The CHMP’s positive opinion is now being reviewed by the European Commission, which grants centralized marketing authorizations for medicinal products in the EU. Feedback from the commission is anticipated before the end of the year.

Following approval, zilucoplan will be the first once-daily subcutaneous (SC), targeted peptide inhibitor of complement component 5 (C5 inhibitor) and the only self-administered gMG therapy for use by adult patients with AChR antibody positive gMG. As a C5 inhibitor, zilucoplan inhibits complement-mediated damage to the neuromuscular junction through its targeted dual mechanism of action. Benefits of SC self-administration can include reduced traveling time to and from hospitals, decreased interference with work obligations, and increased independence. Unlike monoclonal antibody C5 inhibitors, as a peptide, zilucoplan can be used concomitantly with intravenous immunoglobulin and plasma exchange, without the need for supplemental dosing.

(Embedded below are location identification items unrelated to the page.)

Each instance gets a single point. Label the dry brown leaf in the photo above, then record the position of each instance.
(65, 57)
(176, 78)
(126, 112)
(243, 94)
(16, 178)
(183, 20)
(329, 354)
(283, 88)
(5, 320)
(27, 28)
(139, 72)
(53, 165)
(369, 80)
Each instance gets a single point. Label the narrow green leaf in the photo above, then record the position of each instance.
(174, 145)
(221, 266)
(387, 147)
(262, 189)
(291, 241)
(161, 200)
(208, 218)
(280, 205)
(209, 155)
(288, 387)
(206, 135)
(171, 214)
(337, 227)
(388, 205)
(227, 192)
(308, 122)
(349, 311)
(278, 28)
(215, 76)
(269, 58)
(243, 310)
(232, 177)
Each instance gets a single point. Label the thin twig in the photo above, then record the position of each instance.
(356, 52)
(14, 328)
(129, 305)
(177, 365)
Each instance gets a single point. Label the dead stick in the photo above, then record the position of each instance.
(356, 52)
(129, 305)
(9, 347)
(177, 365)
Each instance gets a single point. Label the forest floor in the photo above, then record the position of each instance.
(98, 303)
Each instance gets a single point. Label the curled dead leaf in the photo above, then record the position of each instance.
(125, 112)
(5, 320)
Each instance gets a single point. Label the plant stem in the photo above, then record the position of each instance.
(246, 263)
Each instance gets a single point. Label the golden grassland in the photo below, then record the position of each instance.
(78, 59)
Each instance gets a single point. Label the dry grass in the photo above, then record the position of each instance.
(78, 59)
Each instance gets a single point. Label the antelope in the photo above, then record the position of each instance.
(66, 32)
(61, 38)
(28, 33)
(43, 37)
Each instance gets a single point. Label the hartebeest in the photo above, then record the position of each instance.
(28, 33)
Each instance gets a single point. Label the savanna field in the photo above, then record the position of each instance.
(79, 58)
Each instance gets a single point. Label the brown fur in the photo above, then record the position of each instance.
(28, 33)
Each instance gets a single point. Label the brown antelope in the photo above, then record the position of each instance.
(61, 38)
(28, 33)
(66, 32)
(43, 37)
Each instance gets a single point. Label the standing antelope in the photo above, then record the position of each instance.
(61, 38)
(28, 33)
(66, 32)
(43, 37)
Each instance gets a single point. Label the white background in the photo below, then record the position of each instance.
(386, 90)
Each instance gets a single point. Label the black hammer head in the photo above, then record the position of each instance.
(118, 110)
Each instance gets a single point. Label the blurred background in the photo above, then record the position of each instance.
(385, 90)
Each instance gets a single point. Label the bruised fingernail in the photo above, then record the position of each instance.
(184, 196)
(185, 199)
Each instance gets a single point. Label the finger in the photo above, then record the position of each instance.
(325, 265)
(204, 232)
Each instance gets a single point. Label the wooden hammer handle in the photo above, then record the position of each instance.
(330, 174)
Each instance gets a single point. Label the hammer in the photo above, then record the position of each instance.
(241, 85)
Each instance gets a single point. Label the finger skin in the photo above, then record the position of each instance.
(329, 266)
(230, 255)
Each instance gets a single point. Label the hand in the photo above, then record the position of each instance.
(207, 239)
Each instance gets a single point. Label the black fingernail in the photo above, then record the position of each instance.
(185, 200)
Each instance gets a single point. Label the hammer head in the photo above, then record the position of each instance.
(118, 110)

UCB’s RAISE study , published earlier this year in the Lancet Neurology journal, demonstrated that zilucoplan delivered rapid, consistent, statistically significant and clinically meaningful benefits in different patient-and-clinician-reported outcomes - Myasthenia Gravis-Activities of Daily Living (MG-ADL) score, Quantitative Myasthenia Gravis (QMG) score, Myasthenia Gravis Composite (MGC) score and Myasthenia Gravis Quality of Life 15-item scale (MG-QoL15r)* - at week 12 in a broad population of mild to severe adult patients with AChR antibody positive gMG. Additionally, rapid improvements in fatigue were observed as an exploratory endpoint.